The Secret of Chimneys (1925) – Agatha Christie

Christie’s fifth novel is a bit of a romp filled with double identities, a murder, political issues, an empty throne, a renowned criminal, a love story, a missing diamond, and a week away at a manor known as Chimneys. We are introduced to Anthony Cade when he is working as a travel guide in Africa, and agrees to do a favour for a friend and carry a mysterious memoir and package of love letters back to England.

It seems the memoirs are lined up to be published but may stir up some trouble on the global stage, and the letters have been the source of blackmail for someone, and that is going to come to an end.

There are a number of coincidences at play in the book, but they all come off enjoyably, and while there are some things that jar the reader, the book reads brilliantly, and shows that Christie has a truly wicked and delightful sense of humour, something I never would have cottoned to as a kid.

Cade pairs up with the beguiling widow, Mrs. Virginia Revel when there is a murder at Chimneys, and both Scotland Yard and the Surete arrive to investigate.
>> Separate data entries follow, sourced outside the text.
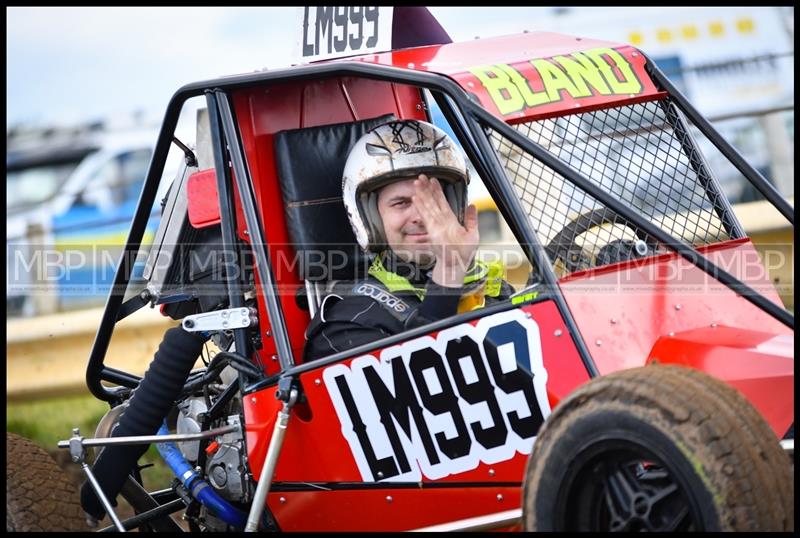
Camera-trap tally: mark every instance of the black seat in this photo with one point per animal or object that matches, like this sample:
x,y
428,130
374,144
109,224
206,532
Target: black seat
x,y
310,162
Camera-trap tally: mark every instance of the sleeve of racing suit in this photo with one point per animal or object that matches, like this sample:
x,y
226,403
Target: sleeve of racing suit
x,y
347,324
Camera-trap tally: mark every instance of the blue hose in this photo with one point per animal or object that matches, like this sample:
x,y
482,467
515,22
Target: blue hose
x,y
198,487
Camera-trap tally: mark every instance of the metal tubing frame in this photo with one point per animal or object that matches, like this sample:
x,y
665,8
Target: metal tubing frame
x,y
752,175
471,112
705,176
227,214
510,205
264,267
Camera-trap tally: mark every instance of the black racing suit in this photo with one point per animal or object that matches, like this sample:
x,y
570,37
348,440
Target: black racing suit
x,y
357,313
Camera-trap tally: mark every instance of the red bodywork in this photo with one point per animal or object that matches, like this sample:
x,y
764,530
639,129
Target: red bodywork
x,y
629,314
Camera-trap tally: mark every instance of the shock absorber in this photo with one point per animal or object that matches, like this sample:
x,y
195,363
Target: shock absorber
x,y
149,404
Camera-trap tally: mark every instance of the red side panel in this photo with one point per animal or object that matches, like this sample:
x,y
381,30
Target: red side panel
x,y
322,444
760,365
261,112
623,309
203,200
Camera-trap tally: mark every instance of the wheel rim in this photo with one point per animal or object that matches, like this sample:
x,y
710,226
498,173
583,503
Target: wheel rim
x,y
622,486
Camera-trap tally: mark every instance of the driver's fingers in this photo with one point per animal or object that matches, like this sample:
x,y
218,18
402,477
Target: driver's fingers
x,y
431,191
425,200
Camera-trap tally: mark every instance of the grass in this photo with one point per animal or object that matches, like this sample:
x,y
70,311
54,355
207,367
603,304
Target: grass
x,y
45,422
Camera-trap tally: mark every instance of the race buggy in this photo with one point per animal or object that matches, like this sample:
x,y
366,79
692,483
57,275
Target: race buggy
x,y
640,378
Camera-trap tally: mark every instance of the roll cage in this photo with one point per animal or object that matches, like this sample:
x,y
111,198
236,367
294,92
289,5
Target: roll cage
x,y
469,121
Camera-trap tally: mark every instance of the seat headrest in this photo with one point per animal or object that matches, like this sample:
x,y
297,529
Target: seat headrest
x,y
310,164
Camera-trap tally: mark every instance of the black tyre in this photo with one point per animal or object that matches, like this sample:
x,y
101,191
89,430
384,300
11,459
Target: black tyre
x,y
39,496
657,448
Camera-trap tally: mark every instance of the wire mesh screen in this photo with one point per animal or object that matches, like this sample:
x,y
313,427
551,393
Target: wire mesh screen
x,y
640,154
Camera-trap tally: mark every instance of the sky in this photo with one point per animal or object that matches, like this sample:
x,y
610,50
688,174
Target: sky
x,y
69,65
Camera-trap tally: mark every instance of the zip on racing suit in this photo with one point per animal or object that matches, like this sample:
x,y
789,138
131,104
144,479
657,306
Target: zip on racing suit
x,y
396,297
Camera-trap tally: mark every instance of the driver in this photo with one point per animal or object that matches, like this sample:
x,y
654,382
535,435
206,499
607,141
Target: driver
x,y
405,191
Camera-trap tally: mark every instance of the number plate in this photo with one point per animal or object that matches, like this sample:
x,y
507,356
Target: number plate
x,y
335,31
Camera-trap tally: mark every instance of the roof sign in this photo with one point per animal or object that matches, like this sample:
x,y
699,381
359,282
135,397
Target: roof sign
x,y
326,32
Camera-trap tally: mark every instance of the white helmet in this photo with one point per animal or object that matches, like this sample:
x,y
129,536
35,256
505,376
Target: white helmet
x,y
396,151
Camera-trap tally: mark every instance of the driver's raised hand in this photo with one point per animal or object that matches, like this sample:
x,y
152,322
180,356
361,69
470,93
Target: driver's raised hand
x,y
452,244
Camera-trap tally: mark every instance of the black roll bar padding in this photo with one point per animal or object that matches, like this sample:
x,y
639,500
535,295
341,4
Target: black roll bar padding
x,y
701,168
432,81
752,175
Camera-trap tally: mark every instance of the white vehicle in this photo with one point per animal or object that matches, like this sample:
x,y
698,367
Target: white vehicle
x,y
57,186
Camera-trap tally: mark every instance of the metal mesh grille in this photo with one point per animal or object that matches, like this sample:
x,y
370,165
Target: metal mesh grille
x,y
641,155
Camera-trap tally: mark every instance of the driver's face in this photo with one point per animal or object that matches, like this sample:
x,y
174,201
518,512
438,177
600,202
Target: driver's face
x,y
404,228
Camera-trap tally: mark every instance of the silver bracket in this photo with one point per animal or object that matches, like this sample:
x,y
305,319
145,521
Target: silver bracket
x,y
221,320
77,452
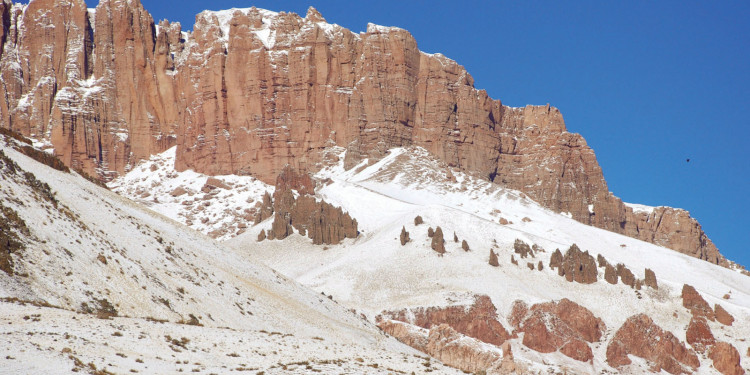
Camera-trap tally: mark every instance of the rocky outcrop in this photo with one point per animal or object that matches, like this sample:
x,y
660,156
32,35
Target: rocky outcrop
x,y
320,221
493,259
249,91
650,279
639,336
699,334
693,301
577,266
722,316
564,326
448,346
478,320
438,243
404,236
726,359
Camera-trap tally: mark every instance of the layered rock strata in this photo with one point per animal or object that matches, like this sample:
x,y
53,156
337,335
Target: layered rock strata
x,y
250,91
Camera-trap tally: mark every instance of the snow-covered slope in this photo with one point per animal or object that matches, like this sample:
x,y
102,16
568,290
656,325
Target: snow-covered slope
x,y
375,273
89,252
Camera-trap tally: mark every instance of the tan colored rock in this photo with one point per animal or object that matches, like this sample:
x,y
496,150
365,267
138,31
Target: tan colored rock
x,y
522,248
726,359
493,259
564,326
578,266
693,301
478,320
722,316
639,336
404,236
115,89
650,279
438,243
448,346
625,275
699,334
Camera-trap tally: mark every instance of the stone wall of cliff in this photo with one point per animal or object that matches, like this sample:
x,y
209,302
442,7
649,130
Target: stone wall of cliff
x,y
250,91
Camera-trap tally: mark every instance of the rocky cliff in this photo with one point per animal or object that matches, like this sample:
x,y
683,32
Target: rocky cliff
x,y
250,91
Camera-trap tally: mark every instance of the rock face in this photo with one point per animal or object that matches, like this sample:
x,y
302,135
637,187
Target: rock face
x,y
693,301
726,359
552,326
448,346
249,91
438,243
522,248
322,222
478,320
699,334
639,336
577,266
722,316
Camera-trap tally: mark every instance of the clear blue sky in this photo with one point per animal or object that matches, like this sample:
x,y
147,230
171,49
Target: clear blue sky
x,y
648,84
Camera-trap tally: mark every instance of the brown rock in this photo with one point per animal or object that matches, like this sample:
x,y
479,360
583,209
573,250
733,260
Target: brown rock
x,y
726,359
650,279
522,248
262,235
478,320
555,261
625,275
722,316
564,326
178,191
610,274
448,346
235,104
639,336
320,221
578,266
699,334
266,209
438,243
493,259
693,301
404,237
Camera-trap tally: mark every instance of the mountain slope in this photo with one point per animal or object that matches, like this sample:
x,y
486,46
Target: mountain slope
x,y
375,273
249,91
89,255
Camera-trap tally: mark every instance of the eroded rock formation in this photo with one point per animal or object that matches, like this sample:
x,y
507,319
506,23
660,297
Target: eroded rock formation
x,y
564,326
639,336
250,91
478,320
320,221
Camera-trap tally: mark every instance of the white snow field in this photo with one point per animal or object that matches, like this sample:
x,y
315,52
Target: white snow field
x,y
374,272
88,249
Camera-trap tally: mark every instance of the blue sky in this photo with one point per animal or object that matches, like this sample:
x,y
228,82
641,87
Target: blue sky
x,y
648,84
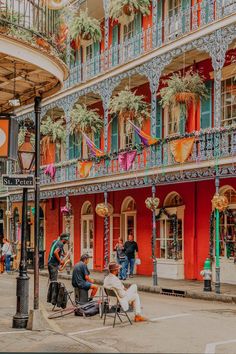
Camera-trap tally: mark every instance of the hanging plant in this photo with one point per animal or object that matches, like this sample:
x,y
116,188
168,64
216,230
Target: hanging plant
x,y
53,131
128,105
181,91
121,9
85,27
85,120
22,134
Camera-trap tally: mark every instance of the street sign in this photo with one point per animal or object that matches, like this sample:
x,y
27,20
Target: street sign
x,y
24,181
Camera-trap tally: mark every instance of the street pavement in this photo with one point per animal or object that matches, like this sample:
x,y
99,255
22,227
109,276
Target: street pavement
x,y
176,325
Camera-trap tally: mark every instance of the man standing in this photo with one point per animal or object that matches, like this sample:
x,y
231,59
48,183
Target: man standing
x,y
126,296
56,255
7,253
130,248
81,278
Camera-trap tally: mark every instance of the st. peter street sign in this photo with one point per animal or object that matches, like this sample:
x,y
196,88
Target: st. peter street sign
x,y
23,181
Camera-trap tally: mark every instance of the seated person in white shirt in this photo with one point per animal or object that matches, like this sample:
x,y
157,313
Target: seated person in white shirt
x,y
126,296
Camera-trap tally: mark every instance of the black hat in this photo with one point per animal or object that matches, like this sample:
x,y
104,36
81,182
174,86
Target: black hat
x,y
65,236
84,257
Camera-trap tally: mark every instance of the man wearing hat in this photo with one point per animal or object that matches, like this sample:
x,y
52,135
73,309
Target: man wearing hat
x,y
56,255
81,278
126,296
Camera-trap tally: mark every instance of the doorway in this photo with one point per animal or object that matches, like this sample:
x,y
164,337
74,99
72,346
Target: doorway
x,y
87,231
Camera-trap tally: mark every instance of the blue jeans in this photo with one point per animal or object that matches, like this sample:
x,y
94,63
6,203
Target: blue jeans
x,y
130,266
8,263
123,270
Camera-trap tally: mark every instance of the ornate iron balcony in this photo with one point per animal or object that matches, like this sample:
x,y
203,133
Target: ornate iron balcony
x,y
209,145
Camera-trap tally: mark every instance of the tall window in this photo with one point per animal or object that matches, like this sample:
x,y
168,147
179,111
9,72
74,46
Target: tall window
x,y
228,98
174,11
170,229
128,31
228,226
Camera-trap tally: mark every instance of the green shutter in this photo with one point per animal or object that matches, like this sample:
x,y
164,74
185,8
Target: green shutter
x,y
97,140
115,41
114,134
159,23
185,15
159,121
137,33
206,108
96,52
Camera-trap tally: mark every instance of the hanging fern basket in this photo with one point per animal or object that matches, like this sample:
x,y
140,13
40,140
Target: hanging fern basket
x,y
185,97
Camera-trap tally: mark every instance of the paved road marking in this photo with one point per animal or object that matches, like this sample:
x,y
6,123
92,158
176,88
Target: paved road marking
x,y
169,317
89,330
20,331
211,347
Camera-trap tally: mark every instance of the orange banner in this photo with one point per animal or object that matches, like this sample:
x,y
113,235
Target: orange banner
x,y
182,149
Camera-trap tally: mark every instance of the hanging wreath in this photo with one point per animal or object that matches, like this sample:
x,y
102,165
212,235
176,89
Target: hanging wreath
x,y
104,210
152,203
219,202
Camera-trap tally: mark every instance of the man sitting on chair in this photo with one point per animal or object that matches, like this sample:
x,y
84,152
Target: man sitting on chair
x,y
80,276
126,296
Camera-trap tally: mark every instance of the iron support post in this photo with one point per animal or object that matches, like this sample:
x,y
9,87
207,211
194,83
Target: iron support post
x,y
217,238
154,231
22,283
37,110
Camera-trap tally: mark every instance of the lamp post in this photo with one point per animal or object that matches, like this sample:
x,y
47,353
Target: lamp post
x,y
219,203
37,111
20,319
152,204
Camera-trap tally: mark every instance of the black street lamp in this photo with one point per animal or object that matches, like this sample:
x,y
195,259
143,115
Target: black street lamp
x,y
26,158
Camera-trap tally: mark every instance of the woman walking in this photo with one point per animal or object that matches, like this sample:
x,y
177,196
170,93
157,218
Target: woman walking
x,y
121,258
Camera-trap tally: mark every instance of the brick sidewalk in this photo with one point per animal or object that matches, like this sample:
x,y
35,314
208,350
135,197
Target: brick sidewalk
x,y
187,288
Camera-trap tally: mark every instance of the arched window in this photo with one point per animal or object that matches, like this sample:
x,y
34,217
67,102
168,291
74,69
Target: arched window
x,y
173,199
228,224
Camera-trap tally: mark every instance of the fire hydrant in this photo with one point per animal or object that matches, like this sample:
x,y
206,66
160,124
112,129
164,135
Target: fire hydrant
x,y
206,273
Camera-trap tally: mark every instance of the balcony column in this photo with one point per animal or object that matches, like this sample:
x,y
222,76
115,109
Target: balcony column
x,y
106,43
154,23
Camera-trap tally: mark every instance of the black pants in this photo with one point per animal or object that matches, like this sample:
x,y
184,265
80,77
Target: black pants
x,y
53,272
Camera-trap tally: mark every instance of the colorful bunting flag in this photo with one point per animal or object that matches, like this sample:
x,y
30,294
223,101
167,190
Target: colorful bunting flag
x,y
84,168
126,159
92,147
146,139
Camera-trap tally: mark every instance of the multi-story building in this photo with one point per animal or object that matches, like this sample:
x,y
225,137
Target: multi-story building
x,y
140,53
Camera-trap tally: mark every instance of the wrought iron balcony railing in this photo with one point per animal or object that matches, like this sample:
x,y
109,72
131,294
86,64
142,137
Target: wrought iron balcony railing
x,y
183,22
33,16
207,145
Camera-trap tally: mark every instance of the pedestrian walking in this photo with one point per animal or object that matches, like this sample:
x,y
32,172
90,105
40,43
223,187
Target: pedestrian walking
x,y
56,255
121,258
7,254
130,247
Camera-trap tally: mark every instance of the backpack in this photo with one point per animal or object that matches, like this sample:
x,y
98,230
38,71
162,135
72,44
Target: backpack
x,y
89,309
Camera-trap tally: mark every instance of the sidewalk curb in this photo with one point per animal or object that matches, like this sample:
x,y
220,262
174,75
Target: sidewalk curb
x,y
208,296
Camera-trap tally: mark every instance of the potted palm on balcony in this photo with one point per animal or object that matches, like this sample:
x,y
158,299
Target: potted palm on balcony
x,y
85,120
52,131
127,105
124,10
180,92
85,28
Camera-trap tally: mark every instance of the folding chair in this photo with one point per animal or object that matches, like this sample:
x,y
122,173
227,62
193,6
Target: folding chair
x,y
119,311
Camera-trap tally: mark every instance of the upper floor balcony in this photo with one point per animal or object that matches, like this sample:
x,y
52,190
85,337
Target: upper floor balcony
x,y
121,43
202,149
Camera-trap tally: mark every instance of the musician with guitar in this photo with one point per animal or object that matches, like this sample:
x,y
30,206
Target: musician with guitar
x,y
57,257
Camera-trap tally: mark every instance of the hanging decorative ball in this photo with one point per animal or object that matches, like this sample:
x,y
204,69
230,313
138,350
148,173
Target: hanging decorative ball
x,y
219,202
56,4
104,210
152,203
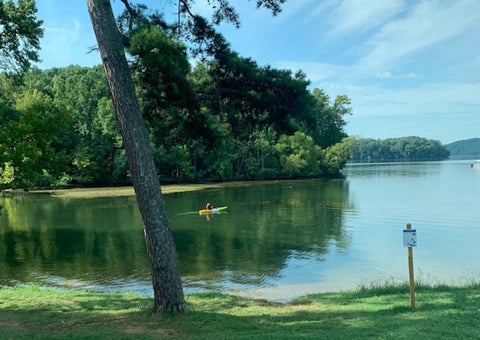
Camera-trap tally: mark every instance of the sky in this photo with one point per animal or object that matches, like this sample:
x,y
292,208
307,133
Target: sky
x,y
409,67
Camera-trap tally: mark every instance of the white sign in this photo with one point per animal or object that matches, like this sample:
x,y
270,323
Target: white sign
x,y
409,237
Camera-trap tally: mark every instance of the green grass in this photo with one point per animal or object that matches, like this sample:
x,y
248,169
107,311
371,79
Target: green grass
x,y
374,313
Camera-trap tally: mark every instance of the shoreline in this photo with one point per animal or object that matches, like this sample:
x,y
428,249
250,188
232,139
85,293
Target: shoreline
x,y
166,188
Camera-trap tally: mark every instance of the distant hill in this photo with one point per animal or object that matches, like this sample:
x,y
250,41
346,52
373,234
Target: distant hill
x,y
466,149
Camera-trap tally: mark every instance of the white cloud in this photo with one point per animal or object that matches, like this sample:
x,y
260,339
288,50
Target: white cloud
x,y
428,23
355,15
315,71
439,97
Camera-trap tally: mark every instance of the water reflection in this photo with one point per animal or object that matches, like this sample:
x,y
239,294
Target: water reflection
x,y
99,243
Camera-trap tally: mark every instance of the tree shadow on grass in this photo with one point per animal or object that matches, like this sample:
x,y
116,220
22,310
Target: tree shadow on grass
x,y
442,312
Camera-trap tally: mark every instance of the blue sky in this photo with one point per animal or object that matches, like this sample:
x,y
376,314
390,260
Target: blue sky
x,y
410,68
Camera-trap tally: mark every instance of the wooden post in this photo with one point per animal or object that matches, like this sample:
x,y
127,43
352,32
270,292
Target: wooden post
x,y
410,272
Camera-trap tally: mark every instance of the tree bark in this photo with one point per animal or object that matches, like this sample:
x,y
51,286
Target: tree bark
x,y
167,284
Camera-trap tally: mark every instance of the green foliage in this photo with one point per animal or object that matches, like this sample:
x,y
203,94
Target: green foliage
x,y
227,118
469,148
299,155
20,34
27,141
398,149
337,155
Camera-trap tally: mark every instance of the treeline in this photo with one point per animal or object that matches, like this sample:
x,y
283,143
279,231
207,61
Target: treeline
x,y
398,149
468,148
226,118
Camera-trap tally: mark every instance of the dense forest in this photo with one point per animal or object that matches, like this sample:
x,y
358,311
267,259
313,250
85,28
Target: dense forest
x,y
398,149
468,148
225,118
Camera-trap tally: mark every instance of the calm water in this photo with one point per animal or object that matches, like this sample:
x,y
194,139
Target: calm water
x,y
277,240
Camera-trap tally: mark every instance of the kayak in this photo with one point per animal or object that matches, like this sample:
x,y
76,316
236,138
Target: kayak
x,y
212,211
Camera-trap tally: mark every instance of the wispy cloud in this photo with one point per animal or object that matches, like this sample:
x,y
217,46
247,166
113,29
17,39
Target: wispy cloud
x,y
315,71
361,15
427,24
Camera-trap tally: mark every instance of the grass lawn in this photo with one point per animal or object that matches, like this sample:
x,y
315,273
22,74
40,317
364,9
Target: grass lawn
x,y
376,313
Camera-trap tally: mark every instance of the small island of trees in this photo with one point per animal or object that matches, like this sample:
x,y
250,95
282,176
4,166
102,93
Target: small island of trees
x,y
398,149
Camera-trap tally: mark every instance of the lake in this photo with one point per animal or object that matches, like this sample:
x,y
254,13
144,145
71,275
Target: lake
x,y
277,240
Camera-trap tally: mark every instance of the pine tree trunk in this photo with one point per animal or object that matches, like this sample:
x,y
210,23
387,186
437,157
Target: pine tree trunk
x,y
167,285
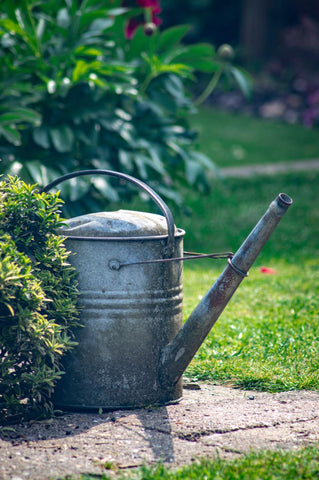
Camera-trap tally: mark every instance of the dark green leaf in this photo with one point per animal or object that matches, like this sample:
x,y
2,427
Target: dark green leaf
x,y
41,136
62,138
172,36
10,134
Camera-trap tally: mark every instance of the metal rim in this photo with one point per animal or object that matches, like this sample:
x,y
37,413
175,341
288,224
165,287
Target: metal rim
x,y
143,186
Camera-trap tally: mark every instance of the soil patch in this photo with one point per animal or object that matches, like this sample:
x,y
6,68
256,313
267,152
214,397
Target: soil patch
x,y
210,420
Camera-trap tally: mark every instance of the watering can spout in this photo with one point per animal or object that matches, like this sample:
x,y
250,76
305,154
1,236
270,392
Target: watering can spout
x,y
177,355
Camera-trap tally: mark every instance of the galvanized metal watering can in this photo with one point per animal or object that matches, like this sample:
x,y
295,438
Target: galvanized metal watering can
x,y
133,348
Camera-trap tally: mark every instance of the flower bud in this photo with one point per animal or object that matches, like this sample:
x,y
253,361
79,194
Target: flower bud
x,y
150,28
226,52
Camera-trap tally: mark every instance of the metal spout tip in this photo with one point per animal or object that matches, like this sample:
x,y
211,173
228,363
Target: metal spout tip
x,y
285,199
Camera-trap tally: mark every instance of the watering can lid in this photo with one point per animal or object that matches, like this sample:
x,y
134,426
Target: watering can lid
x,y
121,223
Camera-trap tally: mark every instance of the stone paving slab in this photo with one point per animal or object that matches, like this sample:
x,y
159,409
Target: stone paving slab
x,y
210,420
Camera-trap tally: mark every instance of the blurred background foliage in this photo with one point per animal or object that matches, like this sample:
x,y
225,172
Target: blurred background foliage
x,y
79,90
111,84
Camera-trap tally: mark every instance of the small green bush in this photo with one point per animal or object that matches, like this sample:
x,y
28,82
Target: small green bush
x,y
38,297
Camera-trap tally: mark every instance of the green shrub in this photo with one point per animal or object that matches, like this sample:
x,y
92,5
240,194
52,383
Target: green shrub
x,y
37,298
76,93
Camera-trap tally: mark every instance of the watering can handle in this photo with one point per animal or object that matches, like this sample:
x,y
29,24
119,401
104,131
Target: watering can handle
x,y
154,196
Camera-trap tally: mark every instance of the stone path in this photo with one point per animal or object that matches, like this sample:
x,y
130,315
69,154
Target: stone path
x,y
210,420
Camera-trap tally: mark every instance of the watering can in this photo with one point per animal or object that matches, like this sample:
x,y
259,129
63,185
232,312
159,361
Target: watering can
x,y
133,347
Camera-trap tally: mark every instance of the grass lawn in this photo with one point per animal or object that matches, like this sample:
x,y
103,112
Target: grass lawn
x,y
268,336
230,139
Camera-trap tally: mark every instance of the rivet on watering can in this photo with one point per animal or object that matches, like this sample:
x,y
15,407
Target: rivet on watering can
x,y
114,264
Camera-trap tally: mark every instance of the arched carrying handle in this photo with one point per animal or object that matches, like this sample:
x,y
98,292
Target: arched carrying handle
x,y
143,186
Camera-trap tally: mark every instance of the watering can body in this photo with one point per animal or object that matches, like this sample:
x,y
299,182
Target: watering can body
x,y
130,311
133,349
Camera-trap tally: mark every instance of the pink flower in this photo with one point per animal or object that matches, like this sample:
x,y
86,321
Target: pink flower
x,y
267,270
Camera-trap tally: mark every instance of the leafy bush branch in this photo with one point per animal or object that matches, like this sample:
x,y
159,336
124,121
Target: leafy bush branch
x,y
37,299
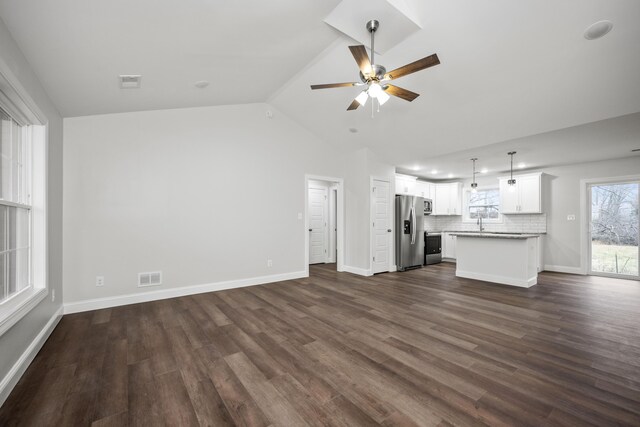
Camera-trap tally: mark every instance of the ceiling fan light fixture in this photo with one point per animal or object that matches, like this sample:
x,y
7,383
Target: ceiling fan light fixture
x,y
383,97
362,98
375,90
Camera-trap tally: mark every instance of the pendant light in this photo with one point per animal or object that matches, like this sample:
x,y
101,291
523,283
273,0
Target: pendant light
x,y
474,184
512,182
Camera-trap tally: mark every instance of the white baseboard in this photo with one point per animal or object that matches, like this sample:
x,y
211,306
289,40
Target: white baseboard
x,y
563,269
357,270
17,370
522,283
99,303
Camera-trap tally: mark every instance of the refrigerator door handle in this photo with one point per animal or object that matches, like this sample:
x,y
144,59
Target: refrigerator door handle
x,y
412,218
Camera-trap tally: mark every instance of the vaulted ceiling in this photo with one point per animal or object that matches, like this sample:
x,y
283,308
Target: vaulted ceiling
x,y
508,69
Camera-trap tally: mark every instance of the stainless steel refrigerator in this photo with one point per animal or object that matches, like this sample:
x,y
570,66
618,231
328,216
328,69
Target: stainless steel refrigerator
x,y
409,232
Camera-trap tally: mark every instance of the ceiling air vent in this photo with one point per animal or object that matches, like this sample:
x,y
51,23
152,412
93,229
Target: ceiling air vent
x,y
153,278
129,81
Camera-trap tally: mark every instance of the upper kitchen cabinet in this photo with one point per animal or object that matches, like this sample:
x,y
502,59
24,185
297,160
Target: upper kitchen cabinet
x,y
406,185
425,189
525,197
448,199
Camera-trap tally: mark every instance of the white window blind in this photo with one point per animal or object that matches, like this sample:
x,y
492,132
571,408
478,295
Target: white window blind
x,y
15,209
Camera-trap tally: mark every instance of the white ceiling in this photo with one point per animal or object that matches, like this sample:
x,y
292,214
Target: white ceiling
x,y
246,49
510,69
602,140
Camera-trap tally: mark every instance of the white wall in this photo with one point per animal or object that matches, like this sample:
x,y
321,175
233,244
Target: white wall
x,y
360,166
17,339
203,194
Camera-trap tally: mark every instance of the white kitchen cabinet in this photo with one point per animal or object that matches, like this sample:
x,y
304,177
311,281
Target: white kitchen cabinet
x,y
525,197
448,199
448,246
423,189
406,185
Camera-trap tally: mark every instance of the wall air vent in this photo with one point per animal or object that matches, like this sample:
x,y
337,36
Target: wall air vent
x,y
129,81
153,278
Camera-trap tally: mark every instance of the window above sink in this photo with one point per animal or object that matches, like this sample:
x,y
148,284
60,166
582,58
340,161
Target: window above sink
x,y
485,204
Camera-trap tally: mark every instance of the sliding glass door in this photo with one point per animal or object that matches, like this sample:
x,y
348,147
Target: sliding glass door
x,y
614,229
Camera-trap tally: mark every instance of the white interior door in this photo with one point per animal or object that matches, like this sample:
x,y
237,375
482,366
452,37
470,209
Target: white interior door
x,y
317,225
381,217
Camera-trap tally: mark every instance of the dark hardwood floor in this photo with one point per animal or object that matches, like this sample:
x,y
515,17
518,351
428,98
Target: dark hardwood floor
x,y
414,348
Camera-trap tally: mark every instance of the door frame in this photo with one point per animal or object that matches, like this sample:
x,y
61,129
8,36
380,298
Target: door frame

Add in the fact that Cade is recently from Canada, and the political story being about the Balkans, there’s quite the global stage being set.

There’s some great character bits throughout, including the lord of the manor growing very tired and put out by the entire investigation, and just wanting a bit of rest.

The story rockets along, and Christie does a fine job at hinting at clues, using misdirection, spicing things up with lots of humour, and weaving a blossoming love story into the narrative.

Cade is a great character and the way he interacts with the world around him, and the way he talks to himself is so much fun. There are lots of ‘exit and ‘enter the’ so so character, and the layers of banter he’s able to create between Cade, Virginia, her friend, and the lord’s daughter, referred to as Bundle.

There is a vast cast of characters in this story, each involved in the plot(s) in different ways, and even with so much going on, everything still gets tied up before story’s end – the last few pages play out with a happy ending and a number of chuckles.

I am now quite enchanted with Christie’s writing style, and while the Tommy and Tupence novel, The Secret Adversary may be my favourite of the few I’ve read so far, The Secret of Chimneys is just a damned enjoyable romp.